6.3.4.4 What to Look For When Monitoring Exadata Smart Flash Log

General Performance

Performance issues related to redo logging typically exhibit high latency for the log file sync wait event in the Oracle Database user foreground processes, with corresponding high latency for log file parallel write in the Oracle Database log writer (LGWR) process. Because of the performance-critical nature of redo log writes, occasional long latencies for log file parallel write may cause fluctuations in database performance, even if the average log file parallel write wait time is acceptable.

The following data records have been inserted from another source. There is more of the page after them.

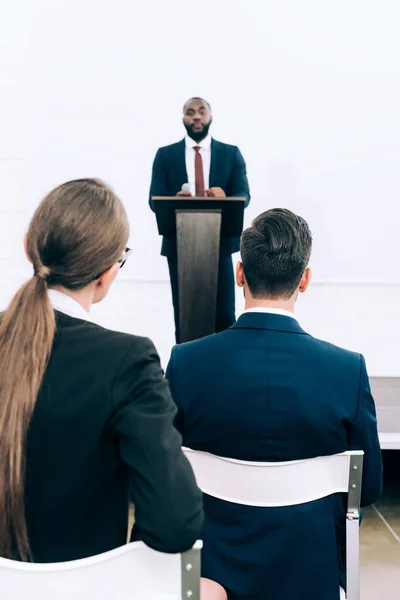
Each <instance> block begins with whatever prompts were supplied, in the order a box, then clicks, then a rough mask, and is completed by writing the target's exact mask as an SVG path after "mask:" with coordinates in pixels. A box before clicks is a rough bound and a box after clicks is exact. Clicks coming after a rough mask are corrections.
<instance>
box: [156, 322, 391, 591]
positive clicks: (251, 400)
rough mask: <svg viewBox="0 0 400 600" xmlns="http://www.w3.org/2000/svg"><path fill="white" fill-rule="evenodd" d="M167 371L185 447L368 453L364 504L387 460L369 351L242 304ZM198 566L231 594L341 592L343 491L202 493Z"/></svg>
mask: <svg viewBox="0 0 400 600" xmlns="http://www.w3.org/2000/svg"><path fill="white" fill-rule="evenodd" d="M167 378H168V379H169V383H170V386H171V390H172V395H173V397H174V399H175V402H176V404H177V406H178V414H177V420H176V426H177V428H178V430H179V431H180V432H181V434H182V436H183V443H184V445H185V446H188V447H190V448H193V449H196V450H202V451H206V452H211V453H213V454H216V455H219V456H225V457H229V458H236V459H242V460H250V461H289V460H298V459H305V458H312V457H316V456H324V455H325V456H326V455H331V454H335V453H338V452H344V451H346V450H349V449H361V450H364V452H365V457H364V474H363V489H362V504H363V505H368V504H371V503H373V502H375V500H376V499H377V498H378V497H379V495H380V491H381V481H382V459H381V452H380V447H379V440H378V432H377V424H376V416H375V405H374V400H373V398H372V396H371V392H370V386H369V381H368V376H367V371H366V367H365V361H364V358H363V357H362V356H361V355H360V354H354V353H352V352H348V351H346V350H343V349H341V348H337V347H336V346H333V345H331V344H329V343H327V342H323V341H320V340H318V339H315V338H313V337H312V336H310V335H308V334H307V333H306V332H305V331H303V330H302V328H301V327H300V325H299V324H298V322H297V321H296V320H295V319H293V318H291V317H289V316H282V315H276V314H266V313H244V314H243V315H242V316H241V317H240V318H239V320H238V321H237V322H236V324H235V325H234V326H233V327H232V328H231V329H229V330H227V331H224V332H223V333H219V334H216V335H213V336H210V337H206V338H203V339H200V340H196V341H194V342H190V343H187V344H182V345H180V346H176V347H175V348H174V349H173V351H172V355H171V360H170V363H169V365H168V370H167ZM204 502H205V514H206V521H205V526H204V530H203V540H204V550H203V557H202V571H203V575H204V576H205V577H209V578H211V579H214V580H216V581H218V582H219V583H221V584H222V585H223V586H224V587H225V588H226V589H227V590H228V591H229V598H231V599H235V600H239V599H240V600H264V599H266V598H274V599H278V598H279V600H294V599H296V600H311V599H312V600H339V580H341V583H342V585H343V584H344V568H343V560H344V553H343V547H344V542H345V538H344V533H345V529H344V525H345V513H346V511H345V498H344V497H343V496H342V495H333V496H330V497H328V498H326V499H322V500H317V501H315V502H311V503H308V504H304V505H301V506H293V507H282V508H258V507H248V506H240V505H237V504H231V503H229V502H223V501H220V500H217V499H215V498H210V497H209V496H205V497H204Z"/></svg>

If any of these are occurring, then it may be indicative of an issue with Exadata Smart Flash Log performance.

Redo Write Histograms

The log file parallel write wait event indicates the amount of time that the database waits on a redo log write. The log file parallel write histogram shows the number of times the redo write completed within a specified time range. Similarly, the redo log write completions statistic indicates the amount of time that the storage server spends processing redo write requests, and the redo log write completions histogram shows the number of times the redo write request was completed within a specified time range. Both histograms are shown in the Redo Write Histogram section of the AWR report.

A histogram with a significant number of occasional long latencies is said to have a long tail. When both of the histograms in the Redo Write Histogram section of the AWR report have long tails, then this is an indication of slow write times on the storage server, which would warrant further investigation of the other I/O performance statistics. See Monitoring Cell Disk I/O.

If the log file parallel write histogram has a long tail that is not present in the redo log write completions histogram, then the cause is generally not in the storage server, but rather something else in the I/O path, such as bottlenecks in the network or contention for compute node CPU.

Skipping

Increased redo write latencies can also occur when the Exadata Smart Flash Log is skipped, and the redo write goes only to disk. Both the AWR report and the storage server metrics show the number of redo log writes that skipped Exadata Smart Flash Log. Skipping may occur when Exadata Smart Flash Log contains too much data that has not yet been written to disk.

There are a few factors that can cause redo writes to skip Exadata Smart Flash Log:

  • Flash disks with high write latencies.

    This can be observed in various IO Latency tables located in the Exadata Resource Statistics section of the AWR report, and in the Exadata CELLDISK metrics. This can also be identified by checking the FL_FLASH_ONLY_OUTLIERS metric. If the metric value is high, this indicates a flash disk performance issue.

  • Hard disks with high latencies or high utilization.

    Prior to Oracle Exadata System Software release 20.1, redo log writes are written to both Exadata Smart Flash Log and hard disk. If the hard disks experience high latencies or high utilization, redo log write performance can be impacted.

    This can be observed in various IO Latency tables located in the Exadata Resource Statistics section of the AWR report, and in the Exadata CELLDISK metrics. This can also be identified by checking the Outliers columns in the Flash Log section of the AWR report, or the FL_PREVENTED_OUTLIERS storage server metric. A large number of prevented outliers may indicate that the hard disk writes are taking a long time.

    In this case, although Exadata Smart Flash Log prevents outliers, overall throughput may be limited due to the queue of redo log data that must be written to disk.

    Oracle Exadata System Software release 20.1 adds a further optimization, known as Smart Flash Log Write-Back, that uses Exadata Smart Flash Cache in Write-Back mode instead of disk storage, thereby eliminating the hard disks as a potential performance bottleneck. Depending on the system workload, this feature can improve overall log write throughput by up to 250%.